Law firms are traditionally fairly risk averse. Smaller firms often do not have sufficient cash flow to defer their income for years and years. Larger, commercial law firms tend to have high overheads, which means the claim has to be of considerable value to deliver a satisfactory outcome for both the claimant and the firm.
The emergence of specialist litigation funders, set up specifically to finance group actions and make a profit from any damages awarded, has solved the risk and cash flow issue to an extent.
While there are lots of benefits to using funders, the types of cases they take on are limited. They need the claims to be valuable enough to allow them to get their return on investment and then still have enough to pass on claimants.
This has led to the creation of novel funding models that are reshaping the way group litigation cases are financed.
For example, since 2013, Fieldfisher has offered a service called FeeSolve, which gives the firm flexibility to take on cases that would not be attractive to a third party funder.
FeeSolve is designed to give clients both choice and certainty in relation to costs and reduce the financial risks of bringing a claim, by offering a variety of alternative funding arrangements.

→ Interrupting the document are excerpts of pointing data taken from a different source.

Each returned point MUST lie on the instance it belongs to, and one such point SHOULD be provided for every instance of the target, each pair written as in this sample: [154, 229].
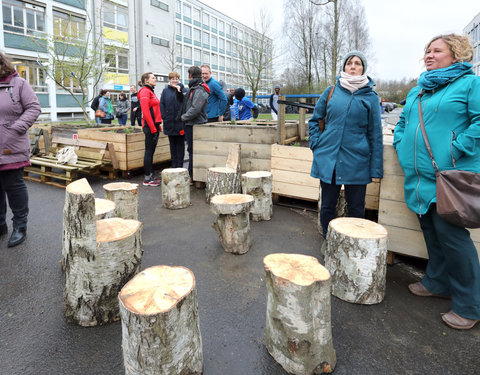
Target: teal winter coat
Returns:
[451, 115]
[352, 142]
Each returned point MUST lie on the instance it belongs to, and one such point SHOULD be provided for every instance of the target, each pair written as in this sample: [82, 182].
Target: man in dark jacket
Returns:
[135, 110]
[193, 111]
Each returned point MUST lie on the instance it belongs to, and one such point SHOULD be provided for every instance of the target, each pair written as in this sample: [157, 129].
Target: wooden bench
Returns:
[91, 157]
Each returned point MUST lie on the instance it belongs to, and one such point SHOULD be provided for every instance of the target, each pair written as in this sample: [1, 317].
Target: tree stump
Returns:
[104, 208]
[125, 196]
[232, 222]
[175, 188]
[356, 256]
[221, 180]
[298, 331]
[259, 185]
[160, 326]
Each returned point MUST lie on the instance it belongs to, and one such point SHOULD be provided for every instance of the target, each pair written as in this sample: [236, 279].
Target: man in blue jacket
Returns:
[217, 101]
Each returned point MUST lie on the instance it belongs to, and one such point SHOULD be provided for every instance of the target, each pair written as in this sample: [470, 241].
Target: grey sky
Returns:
[399, 29]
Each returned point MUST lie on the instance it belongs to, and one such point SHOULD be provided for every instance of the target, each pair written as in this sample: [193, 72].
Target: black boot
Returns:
[3, 230]
[17, 237]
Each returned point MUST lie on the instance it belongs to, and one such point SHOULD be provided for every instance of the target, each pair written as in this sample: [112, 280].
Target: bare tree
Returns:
[257, 59]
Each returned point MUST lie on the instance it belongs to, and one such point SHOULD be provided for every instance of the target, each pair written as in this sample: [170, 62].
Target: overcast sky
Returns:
[399, 30]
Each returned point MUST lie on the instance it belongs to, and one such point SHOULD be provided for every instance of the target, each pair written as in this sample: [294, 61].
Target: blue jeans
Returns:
[453, 267]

The FeeSolve portfolio includes:
Damages Based Agreements (DBAs);
Conditional Fee Arrangements (CFAs);
Third Party Funding (TPF); and
Insurance for Before and After the Event (BTE/ATE)
The future for group litigation
Group actions will continue to grow in the UK. While there are legitimate concerns about abuse of the system by unscrupulous actors, in general these group actions are a good thing because they allow access to justice, particularly for individuals and small businesses that have fewer legal options than larger companies.
Specialist tribunals and civil courts will likely look to put more formal routes in place to handle group litigation cases, which will help further refine case management procedures.
Above all, it is important that group actions are used to serve the interests of claimants. Such claims have to work commercially for law firms, but they should also offer a good chance of a meaningful outcome for the client.
This article was authored by Ellie Pinnells, dispute resolution partner and group litigation specialist at Fieldfisher.